Two years after her bill’s introduction, the party ejected Luff from caucus after she alleged that the Premier’s office was restricting the caucus MLAs’ speech in the Legislature.
Rent control came up again later during Notley’s term, but within the party base rather than the caucus: the Calgary-Currie and Calgary-Varsity NDP constituency associations put forward a motion for the 2018 party convention urging the government to add rent controls to the Residential Tenancies Act.
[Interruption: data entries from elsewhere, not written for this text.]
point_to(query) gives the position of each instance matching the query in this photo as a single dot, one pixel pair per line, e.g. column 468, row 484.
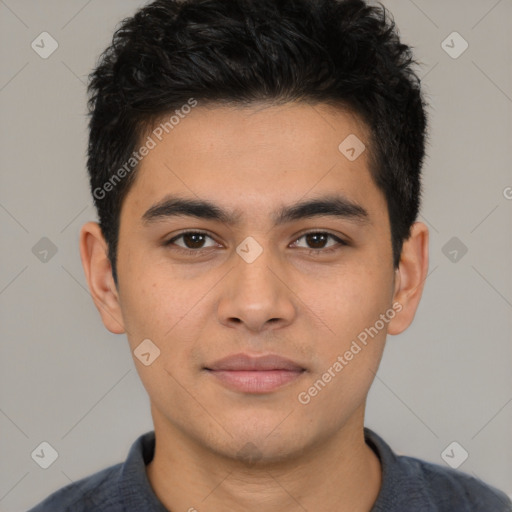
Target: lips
column 250, row 374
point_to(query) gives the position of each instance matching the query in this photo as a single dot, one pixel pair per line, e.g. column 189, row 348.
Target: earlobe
column 98, row 272
column 410, row 277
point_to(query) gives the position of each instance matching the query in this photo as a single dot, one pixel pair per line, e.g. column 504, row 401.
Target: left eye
column 316, row 239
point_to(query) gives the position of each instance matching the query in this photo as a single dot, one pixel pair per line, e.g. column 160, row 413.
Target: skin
column 308, row 308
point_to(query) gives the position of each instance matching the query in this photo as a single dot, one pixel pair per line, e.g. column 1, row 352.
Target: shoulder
column 449, row 489
column 98, row 491
column 410, row 483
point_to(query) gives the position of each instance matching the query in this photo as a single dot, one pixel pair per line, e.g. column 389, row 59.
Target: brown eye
column 191, row 240
column 317, row 240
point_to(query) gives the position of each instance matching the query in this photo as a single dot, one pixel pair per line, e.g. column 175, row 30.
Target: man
column 256, row 170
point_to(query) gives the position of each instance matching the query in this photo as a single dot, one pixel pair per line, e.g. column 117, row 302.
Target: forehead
column 251, row 159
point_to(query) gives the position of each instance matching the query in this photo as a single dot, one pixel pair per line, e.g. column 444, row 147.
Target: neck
column 339, row 474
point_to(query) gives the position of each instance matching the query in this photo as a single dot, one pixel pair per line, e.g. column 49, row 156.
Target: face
column 270, row 318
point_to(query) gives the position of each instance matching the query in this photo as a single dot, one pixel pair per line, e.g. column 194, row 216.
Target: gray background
column 66, row 380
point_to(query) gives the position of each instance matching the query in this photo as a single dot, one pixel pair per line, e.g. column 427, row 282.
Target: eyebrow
column 330, row 206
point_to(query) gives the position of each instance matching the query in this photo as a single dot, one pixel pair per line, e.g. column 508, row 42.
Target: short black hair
column 340, row 52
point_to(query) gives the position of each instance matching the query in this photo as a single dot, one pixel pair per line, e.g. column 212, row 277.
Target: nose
column 256, row 295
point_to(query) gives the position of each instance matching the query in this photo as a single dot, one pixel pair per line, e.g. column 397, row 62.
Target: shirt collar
column 137, row 494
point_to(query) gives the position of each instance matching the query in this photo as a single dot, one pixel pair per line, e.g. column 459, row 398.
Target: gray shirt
column 408, row 485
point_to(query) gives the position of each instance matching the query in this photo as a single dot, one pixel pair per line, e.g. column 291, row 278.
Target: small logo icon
column 249, row 249
column 44, row 250
column 454, row 455
column 44, row 455
column 351, row 147
column 146, row 352
column 454, row 45
column 44, row 45
column 454, row 249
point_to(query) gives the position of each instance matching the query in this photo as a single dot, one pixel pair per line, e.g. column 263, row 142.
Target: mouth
column 255, row 375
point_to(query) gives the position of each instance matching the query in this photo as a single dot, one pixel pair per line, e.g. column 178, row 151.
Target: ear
column 98, row 272
column 410, row 277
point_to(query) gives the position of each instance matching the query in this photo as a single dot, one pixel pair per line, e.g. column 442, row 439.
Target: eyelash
column 198, row 252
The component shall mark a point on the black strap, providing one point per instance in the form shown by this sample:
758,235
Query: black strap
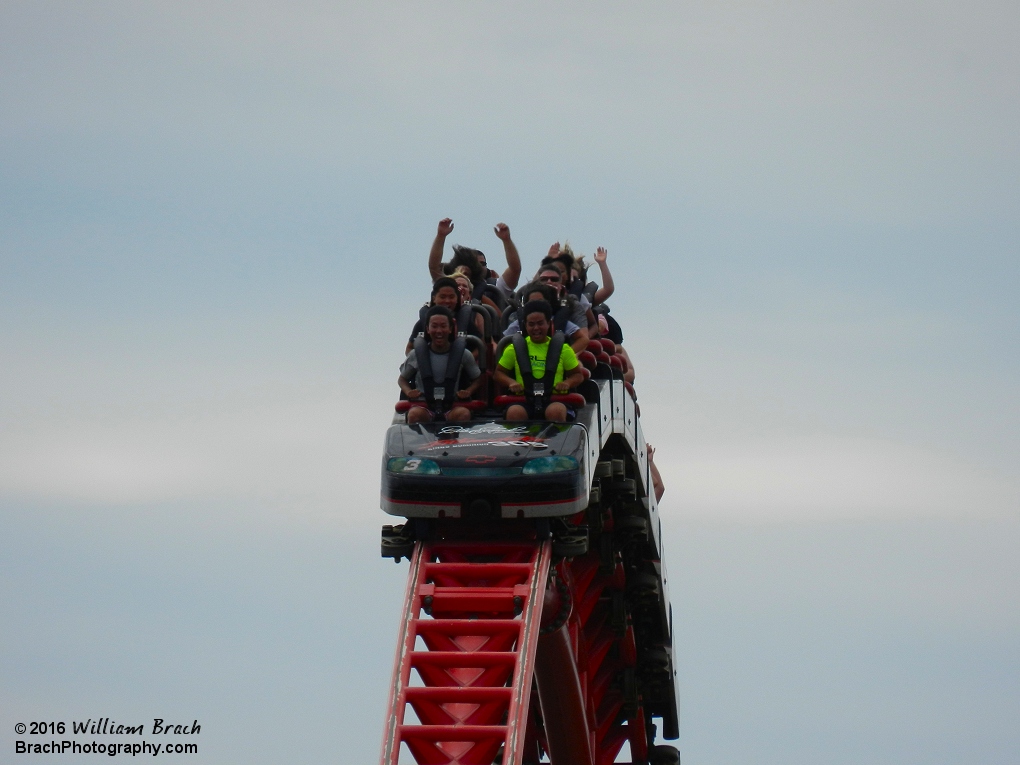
538,400
465,320
449,384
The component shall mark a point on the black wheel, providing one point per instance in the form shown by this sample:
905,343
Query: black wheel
664,755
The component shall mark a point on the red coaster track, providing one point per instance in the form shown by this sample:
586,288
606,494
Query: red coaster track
515,656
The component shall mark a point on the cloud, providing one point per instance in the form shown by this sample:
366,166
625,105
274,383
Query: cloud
827,477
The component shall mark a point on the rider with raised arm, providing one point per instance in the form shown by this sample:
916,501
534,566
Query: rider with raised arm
507,283
542,366
439,364
561,315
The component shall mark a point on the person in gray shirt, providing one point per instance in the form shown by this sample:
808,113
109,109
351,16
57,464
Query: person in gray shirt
439,364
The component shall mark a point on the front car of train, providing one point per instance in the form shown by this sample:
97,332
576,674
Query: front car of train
537,620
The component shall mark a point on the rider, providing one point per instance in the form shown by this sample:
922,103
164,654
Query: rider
438,365
542,366
507,283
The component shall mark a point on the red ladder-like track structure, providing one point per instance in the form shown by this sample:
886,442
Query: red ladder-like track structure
536,627
516,657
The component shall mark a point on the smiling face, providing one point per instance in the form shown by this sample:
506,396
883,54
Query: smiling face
553,277
537,326
439,329
447,297
464,285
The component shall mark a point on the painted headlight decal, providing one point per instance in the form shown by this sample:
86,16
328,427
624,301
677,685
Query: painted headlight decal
550,464
412,465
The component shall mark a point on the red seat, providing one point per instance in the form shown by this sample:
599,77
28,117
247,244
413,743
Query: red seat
570,399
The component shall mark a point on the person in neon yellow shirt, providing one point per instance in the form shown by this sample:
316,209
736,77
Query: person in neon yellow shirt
533,380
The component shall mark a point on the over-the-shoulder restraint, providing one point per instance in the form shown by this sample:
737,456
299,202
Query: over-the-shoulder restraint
440,395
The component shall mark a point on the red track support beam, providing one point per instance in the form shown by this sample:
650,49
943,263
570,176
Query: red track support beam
563,704
469,630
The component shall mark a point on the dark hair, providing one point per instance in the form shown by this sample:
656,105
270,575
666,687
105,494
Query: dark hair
537,306
445,282
563,258
548,293
552,268
467,256
440,310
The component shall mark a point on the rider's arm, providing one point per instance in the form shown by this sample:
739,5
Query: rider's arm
605,292
512,274
436,254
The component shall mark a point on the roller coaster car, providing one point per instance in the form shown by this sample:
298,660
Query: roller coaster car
548,534
485,470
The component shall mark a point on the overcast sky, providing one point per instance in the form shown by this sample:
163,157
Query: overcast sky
214,219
A source involved in the motion, who asked not to be identified in this story, told the Report that the Alberta NDP government did not want the motion to come to the floor. The caucus’ communications resources were focused on the planned campaign around new provincial parks in the Bighorn, and they did not want media attention derailed by a contentious issue like rent control.
(The Bighorn proposal was derailed the next year anyway, largely thanks to agitation by UCP politician Jason Nixon.)
Unlike Luff’s Bill 202, or the Calgary constituency motion, no procedural pressure will be needed to kill off Irwin’s bill; the UCP will see to that themselves.
“It’s interesting to me that they [the party leadership] allowed this bill to come forward,” said Luff in our interview. “Are they putting it forward now because it’s a good publicity move?”
That publicity is beginning: Irwin has already been meeting with stakeholders and the second consultation event for the bill is set for January 17, 2024, to be held online. Rachel Notley and the Alberta NDP have posted their approval on social media, and Janis Irwin—broadly considered the star of the party’s left flank—is sure to draw attention to the issue on her own. The consultation is sure to add many renters to the caucus’ mailing and email lists.
We pressed this line of questioning with Irwin as well. Why this bill, when the UCP surely won’t pass it? And why should supporters believe that the caucus wants rent caps now after years of opposing them?
“Temporary caps are not a new concept to the UCP, who brought back a temporary cap for auto insurance to avoid double digit increases. They recognized the need in one area, and surely can recognize the need for them in another,” Irwin wrote.
“The Alberta NDP supports this bill,” Irwin told us.
What remains to be seen is if that support—like the planned caps themselves—is temporary.
A correction: This story has been updated to note that the Jan 17 online consultation is the second, not the first, of the public consultation events for Bill 205.